There’s a scene in the pilot episode of Baskets that could serve as a litmus test of sorts to determine whether you’ll find FX’s new Zach Galifianakis vehicle hilarious, horrific or a little of both.
Galifianakis’ Chip Baskets, who’s dropped out of a French clown academy and is plying his trade at the Buckaroo Rodeo in his hometown of Bakersfield, Calif., stands in a single spotlight and dreamily sprinkles glitter into the air as a maudlin ballad plays over the loudspeaker. Suddenly, an enormous bull charges into frame and knocks him face-first into the dirt, finally eliciting hoots and laughter from the befuddled audience.

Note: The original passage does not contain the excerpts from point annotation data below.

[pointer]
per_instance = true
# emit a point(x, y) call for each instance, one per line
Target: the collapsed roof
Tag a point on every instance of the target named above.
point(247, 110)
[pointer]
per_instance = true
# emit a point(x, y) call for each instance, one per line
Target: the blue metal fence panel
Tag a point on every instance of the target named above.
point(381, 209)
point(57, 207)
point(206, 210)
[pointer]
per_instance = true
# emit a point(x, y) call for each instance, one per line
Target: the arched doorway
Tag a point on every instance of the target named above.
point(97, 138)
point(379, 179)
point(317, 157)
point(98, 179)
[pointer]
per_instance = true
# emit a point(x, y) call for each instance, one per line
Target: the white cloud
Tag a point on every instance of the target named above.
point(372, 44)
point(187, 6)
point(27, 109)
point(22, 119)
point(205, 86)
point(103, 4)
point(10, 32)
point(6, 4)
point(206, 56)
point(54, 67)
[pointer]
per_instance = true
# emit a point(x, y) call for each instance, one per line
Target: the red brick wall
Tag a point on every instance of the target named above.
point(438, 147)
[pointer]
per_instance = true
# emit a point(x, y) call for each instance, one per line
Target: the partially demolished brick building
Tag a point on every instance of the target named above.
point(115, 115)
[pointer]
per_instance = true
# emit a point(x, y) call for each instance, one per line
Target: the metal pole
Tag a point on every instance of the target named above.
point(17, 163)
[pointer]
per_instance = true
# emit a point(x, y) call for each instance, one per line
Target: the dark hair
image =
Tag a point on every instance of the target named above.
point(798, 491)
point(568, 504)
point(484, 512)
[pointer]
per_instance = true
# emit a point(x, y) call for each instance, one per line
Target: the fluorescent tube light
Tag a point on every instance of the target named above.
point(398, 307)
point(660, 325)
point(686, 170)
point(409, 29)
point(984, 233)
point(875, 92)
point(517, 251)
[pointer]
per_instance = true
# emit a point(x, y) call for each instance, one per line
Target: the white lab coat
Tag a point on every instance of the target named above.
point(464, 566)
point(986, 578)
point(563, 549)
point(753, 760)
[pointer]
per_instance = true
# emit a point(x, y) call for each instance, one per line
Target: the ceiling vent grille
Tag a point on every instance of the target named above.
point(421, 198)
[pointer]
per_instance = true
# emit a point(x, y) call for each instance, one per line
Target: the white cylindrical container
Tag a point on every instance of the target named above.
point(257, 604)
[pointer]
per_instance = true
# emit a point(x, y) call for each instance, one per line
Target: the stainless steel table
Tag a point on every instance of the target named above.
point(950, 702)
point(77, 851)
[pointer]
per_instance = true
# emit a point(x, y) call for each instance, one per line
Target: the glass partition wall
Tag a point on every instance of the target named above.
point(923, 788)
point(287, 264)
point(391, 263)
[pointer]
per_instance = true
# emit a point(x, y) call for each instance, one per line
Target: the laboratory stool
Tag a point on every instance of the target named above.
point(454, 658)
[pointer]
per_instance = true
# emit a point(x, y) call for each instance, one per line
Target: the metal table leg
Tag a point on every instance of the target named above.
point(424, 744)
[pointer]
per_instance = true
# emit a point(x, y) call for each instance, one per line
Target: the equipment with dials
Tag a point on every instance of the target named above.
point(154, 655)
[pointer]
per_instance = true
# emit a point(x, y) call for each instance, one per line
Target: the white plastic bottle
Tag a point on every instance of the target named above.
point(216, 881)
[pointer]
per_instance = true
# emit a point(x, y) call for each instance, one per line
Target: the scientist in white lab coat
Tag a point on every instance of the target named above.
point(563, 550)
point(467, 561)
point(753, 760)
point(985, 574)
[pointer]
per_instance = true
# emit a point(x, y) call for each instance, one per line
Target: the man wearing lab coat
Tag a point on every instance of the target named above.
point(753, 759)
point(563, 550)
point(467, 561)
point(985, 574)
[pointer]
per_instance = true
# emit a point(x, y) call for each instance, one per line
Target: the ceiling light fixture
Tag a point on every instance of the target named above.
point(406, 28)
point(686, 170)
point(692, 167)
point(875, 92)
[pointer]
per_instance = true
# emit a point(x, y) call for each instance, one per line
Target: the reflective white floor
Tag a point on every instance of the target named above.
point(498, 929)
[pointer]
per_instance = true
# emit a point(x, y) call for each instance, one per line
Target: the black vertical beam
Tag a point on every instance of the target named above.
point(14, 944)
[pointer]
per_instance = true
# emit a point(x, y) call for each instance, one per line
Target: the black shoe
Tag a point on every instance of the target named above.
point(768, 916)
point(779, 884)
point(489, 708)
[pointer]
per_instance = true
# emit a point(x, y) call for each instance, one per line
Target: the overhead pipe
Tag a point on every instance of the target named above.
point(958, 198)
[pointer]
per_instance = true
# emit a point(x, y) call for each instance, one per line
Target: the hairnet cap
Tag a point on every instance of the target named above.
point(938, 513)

Much of Baskets‘ humor arrives in the same swift, unexpected and painful fashion — and probably isn’t recommended for viewers who aren’t fond of seeing hapless characters get pummeled over and over, physically and emotionally, by the cruel realities of life.
Right from the show’s opening moments, we see Chip’s dreams are really just delusions: His Parisian clowning professor refuses to acknowledge his pleas for tutoring (in the guy’s defense, Chip only speaks English) and his French girlfriend agrees to his marriage proposal for the sole purpose of scoring a green card. Yet while he can’t pay his cheap-motel rent and has to rollerblade home from work, Chip refuses to be deterred from pursuing his art (or his “part-time job,” as described by his mother, played with lovely flourishes of humanity by Louie Anderson).
While it’s Chip’s tragicomic life that propels the action, it’s unlikely pal/unpaid assistant Martha (Martha Kelly) who emerges as the most sympathetic — and often funniest — character in the series. With her head perpetually down and even her most important declarations delivered as embarrassed afterthoughts — “Would it be easier for you if I just went missing?” she earnestly asks her boss when he confesses he might have to fire her — she’s equal parts maddening, mad and madcap. (Martha’s decision to take in a stray dog in Episode 3 goes quickly and thoroughly sideways, and includes a devastatingly funny monologue about why she could never bring the increasingly vicious animal to a shelter.)
One of Baskets‘ least enjoyable aspects is Chip’s almost pathological dismissiveness of Martha — and her equally disturbing resignation in response to his cruelty. I’m not expecting Chip to change — his middle-aged rage renders him incapable of anything beyond small and intermittent kindnesses — but if their fraught friendship can bring out some fight in Martha over the course of Season 1, it could provide some needed salve to the show’s bruising brand of comedy.
The TVLine Bottom Line: While it’s not always easy to watch — and can go for long stretches without a real laugh — Baskets elevates itself by showing it’s interested in more than just clowning around.